The functional screen tools are intended to streamline initial and ongoing functional eligibility determinations and to reduce duplicative efforts. Therefore, when a person is within the transitional ages of 18 to 22 years of age, long-term care programs will only accept the results from the most appropriate functional screen. For example if a person is 19 years old and using one of the Medicaid CLTS Waivers, then the CLTS FS should be used for this as well as other programs such as the Children's Community Options Program (CCOP). If another 19-year-old is using an adult program, then the Adult LTC FS should be completed and these results will serve as results for CCOP.

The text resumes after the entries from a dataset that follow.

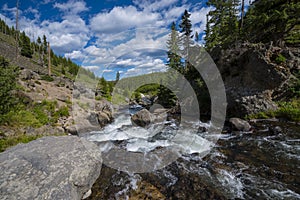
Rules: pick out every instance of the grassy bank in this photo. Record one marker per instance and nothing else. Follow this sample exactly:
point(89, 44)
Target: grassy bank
point(286, 110)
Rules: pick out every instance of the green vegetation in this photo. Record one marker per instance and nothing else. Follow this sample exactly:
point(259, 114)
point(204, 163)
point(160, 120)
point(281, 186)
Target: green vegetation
point(8, 76)
point(280, 59)
point(150, 89)
point(7, 142)
point(46, 77)
point(36, 115)
point(286, 110)
point(265, 21)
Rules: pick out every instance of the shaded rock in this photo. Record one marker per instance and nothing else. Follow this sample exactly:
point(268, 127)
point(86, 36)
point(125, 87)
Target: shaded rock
point(239, 124)
point(103, 118)
point(45, 130)
point(71, 129)
point(26, 74)
point(142, 118)
point(252, 79)
point(276, 129)
point(49, 168)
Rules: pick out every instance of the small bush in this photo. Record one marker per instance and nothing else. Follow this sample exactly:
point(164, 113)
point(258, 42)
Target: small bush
point(12, 141)
point(280, 59)
point(47, 78)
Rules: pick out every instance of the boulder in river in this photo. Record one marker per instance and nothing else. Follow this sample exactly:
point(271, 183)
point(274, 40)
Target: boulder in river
point(142, 118)
point(49, 168)
point(239, 124)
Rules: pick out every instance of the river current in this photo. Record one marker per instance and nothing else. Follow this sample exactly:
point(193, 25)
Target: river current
point(261, 164)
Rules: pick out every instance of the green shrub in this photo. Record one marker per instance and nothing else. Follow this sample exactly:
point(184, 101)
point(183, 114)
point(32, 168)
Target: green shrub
point(280, 59)
point(47, 78)
point(12, 141)
point(8, 80)
point(289, 110)
point(23, 118)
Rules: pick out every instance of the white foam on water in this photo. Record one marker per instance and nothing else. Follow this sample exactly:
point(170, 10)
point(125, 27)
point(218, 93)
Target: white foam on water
point(231, 183)
point(139, 139)
point(285, 194)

Social Security Disability Determination
A child must have a Social Security Administration (SSA) determination of disability for the Katie Beckett Medicaid Program and most Medicaid Home and Community-Based Waiver Program eligibility. If a child has a confirmed disability determination the CLTS FS will issue actual functional eligibility results. If the child has not had such a determination, or if their disability status is unknown, the screen will display "pending a disability determination" on the eligibility results page.
Other Functions of the CLTS FS
The CLTS FS gathers and stores all information collected in the functional screen process. These data serve purposes in addition to an individual child's determination for program functional eligibility. The data also:
- Serve as a foundation for the comprehensive assessment related to long-term supports and services selected by the parent(s).
- Provide data for quality assurance and improvement studies for the Department of Health Services (DHS) and long-term support programs using the CLTS FS.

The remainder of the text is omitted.